San Carlos, Sonora, México - Room 4: Arrecife

Steps toward Dyson-Schwinger equations for equal-time correlation functions

Speakers

  • Prof. Axel WEBER

Primary authors

Description

Dyson-Schwinger equations as a semi-analytical tool have given access, for the first time, to the deep infrared region of QCD (or Yang-Mills theory) in the Landau gauge. In the so-called ghost dominance approximation, even a very simple analytical solution exists. Recent efforts have gone into repeating this success for QCD in the Coulomb gauge, the reason being that the color-Coulomb potential appearing in the Hamiltonian in the latter gauge in principle gives direct access to the long-range confining potential between color charges. However, the usual covariant (four-dimensional) quantum field theoretic formulation becomes rather awkward in the Coulomb gauge. Partially successful analytic calculations so far have used alternative noncovariant approaches in three (spatial) dimensions, but a consistent solution of the corresponding nonperturbative equations including the Coulomb potential does not exist in the approximations presently employed. Our aim here is to develop an alternative approach concentrating directly on equal-time correlation functions. We determine a generating functional in a three-dimensional formulation that generates equal-time correlation functions. In fact, such a functional is given directly in terms of the vacuum wave functional, however, in a perturbative expansion of the equal-time correlation functions, the vacuum wave functional has to be known, in principle, to the corresponding order. As a consequence, there are many contributions here that correspond to one and the same Feynman diagram in the covariant theory.
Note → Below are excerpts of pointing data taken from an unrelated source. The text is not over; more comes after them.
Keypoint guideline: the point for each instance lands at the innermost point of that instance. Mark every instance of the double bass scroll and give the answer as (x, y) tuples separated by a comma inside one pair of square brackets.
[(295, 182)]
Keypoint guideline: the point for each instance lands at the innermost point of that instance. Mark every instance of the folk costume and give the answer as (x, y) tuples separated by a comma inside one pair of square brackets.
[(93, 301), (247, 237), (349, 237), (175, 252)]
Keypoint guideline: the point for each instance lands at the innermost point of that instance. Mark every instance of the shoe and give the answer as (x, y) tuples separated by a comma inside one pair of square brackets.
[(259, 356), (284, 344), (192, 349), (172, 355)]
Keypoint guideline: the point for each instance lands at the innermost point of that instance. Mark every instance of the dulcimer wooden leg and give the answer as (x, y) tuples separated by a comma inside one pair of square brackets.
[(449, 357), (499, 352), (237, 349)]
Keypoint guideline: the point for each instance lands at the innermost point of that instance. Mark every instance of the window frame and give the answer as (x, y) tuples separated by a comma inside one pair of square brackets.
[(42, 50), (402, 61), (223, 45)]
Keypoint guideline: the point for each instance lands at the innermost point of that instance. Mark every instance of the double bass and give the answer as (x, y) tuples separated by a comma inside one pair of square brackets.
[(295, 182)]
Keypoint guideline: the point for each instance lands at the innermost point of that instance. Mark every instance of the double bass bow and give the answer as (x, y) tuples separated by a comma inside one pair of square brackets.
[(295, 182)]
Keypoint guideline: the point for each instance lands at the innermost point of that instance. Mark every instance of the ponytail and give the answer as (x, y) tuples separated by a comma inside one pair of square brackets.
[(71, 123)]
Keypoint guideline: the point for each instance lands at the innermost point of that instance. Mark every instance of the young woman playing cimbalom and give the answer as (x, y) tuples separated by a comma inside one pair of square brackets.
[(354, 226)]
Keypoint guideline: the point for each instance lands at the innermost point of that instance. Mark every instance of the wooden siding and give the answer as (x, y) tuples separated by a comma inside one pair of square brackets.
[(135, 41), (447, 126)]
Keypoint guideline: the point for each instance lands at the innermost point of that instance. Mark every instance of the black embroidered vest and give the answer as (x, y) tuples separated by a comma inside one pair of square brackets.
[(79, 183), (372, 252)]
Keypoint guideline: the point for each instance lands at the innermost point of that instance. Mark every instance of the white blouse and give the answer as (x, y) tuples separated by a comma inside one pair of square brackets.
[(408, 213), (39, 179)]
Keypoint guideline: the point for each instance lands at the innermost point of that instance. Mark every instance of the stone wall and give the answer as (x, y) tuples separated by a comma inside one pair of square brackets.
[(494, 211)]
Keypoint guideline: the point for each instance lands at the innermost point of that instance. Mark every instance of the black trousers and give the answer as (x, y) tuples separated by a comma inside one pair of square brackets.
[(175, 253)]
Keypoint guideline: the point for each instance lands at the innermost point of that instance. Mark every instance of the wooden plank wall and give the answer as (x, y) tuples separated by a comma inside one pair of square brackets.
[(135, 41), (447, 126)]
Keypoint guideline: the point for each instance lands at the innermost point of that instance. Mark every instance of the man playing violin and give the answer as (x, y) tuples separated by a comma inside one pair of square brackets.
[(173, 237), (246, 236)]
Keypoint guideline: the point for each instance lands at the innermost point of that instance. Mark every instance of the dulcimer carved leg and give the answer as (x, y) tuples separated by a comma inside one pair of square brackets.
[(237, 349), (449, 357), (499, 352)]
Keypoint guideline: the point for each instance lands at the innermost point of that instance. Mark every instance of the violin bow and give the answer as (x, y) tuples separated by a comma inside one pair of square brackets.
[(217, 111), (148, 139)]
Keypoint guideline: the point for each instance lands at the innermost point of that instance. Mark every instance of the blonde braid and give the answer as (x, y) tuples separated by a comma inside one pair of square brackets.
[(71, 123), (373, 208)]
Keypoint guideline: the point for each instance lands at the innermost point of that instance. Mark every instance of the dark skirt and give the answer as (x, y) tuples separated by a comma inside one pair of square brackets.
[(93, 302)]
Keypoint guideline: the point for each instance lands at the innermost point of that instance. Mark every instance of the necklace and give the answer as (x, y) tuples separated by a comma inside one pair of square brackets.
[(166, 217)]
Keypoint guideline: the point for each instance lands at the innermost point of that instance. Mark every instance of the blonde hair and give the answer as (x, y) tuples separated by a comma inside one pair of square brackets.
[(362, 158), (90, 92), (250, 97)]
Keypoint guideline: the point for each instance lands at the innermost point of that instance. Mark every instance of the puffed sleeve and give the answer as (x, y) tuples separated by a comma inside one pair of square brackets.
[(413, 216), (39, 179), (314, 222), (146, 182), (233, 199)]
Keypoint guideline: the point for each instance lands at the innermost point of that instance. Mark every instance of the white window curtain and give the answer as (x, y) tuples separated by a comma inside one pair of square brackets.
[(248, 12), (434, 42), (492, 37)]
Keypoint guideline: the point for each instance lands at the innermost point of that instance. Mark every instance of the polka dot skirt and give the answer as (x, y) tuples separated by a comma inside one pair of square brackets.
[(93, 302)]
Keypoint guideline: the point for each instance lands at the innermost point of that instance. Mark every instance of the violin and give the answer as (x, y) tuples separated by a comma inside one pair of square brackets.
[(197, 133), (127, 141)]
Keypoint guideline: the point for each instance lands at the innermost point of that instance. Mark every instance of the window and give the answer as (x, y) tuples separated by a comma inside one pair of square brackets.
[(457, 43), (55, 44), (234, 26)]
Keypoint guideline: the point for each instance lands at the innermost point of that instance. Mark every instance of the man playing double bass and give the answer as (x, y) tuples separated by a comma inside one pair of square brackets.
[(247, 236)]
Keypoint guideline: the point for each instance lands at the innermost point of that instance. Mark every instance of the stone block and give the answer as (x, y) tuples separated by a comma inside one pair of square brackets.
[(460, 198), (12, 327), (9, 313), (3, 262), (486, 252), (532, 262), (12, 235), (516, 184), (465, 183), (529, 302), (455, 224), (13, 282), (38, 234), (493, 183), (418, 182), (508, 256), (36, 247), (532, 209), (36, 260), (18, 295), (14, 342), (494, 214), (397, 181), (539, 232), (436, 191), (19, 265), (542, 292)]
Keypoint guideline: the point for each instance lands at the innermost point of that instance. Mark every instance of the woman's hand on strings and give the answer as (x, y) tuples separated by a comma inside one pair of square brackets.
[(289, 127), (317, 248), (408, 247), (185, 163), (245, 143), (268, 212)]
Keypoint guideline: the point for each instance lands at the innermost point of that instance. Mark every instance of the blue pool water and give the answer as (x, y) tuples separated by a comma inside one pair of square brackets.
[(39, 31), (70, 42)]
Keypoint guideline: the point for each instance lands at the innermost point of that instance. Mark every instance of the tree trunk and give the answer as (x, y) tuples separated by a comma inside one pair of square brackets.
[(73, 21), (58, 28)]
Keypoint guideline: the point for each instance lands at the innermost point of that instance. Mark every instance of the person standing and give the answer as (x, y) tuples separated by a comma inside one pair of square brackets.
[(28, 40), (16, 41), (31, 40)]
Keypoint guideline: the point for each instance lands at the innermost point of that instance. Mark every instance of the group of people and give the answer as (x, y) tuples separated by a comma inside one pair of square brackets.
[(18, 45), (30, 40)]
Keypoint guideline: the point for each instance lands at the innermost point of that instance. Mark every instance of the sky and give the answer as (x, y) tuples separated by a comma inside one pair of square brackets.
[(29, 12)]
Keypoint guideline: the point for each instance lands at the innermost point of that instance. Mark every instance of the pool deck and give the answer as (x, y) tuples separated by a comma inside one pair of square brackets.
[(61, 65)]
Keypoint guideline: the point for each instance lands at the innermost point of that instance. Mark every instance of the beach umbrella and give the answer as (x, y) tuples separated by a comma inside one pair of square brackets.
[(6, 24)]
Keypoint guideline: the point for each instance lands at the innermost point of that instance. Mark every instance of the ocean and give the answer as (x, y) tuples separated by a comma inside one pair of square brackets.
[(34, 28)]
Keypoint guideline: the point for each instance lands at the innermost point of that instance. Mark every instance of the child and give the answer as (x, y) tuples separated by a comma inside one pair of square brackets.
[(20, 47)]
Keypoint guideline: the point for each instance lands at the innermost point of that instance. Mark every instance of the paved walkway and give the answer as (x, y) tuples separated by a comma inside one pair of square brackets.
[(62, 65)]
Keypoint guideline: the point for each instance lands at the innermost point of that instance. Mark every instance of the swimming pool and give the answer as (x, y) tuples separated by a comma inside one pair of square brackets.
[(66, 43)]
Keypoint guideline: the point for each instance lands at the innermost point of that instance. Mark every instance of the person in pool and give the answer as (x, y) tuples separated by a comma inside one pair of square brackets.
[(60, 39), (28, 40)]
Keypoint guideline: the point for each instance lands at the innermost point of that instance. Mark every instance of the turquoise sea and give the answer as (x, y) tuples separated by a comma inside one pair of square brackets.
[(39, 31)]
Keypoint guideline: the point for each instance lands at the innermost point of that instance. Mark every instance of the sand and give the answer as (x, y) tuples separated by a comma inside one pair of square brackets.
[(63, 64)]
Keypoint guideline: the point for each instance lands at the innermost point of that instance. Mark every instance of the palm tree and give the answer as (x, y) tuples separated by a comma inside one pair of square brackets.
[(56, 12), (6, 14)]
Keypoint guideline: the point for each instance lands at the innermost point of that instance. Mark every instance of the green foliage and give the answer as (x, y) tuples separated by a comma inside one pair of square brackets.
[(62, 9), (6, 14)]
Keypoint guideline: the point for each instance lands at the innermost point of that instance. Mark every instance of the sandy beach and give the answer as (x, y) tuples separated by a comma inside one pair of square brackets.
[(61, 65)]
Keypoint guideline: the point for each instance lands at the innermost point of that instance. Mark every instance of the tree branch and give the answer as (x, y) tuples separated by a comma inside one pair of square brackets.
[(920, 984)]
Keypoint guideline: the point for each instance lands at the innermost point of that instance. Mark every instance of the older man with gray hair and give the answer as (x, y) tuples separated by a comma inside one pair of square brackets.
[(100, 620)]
A remarkable simplification occurs, however, on summing up these different contributions. For the relatively simpler case of a phi^4 theory, we analyze the possibility of developing new diagrammatic rules directly for the sum of all contributions that correspond to the same proper Feynman diagram. We comment on the possibility of using these new diagrammatic rules for the formulation of Dyson-Schwinger equations for the equal-time correlation functions.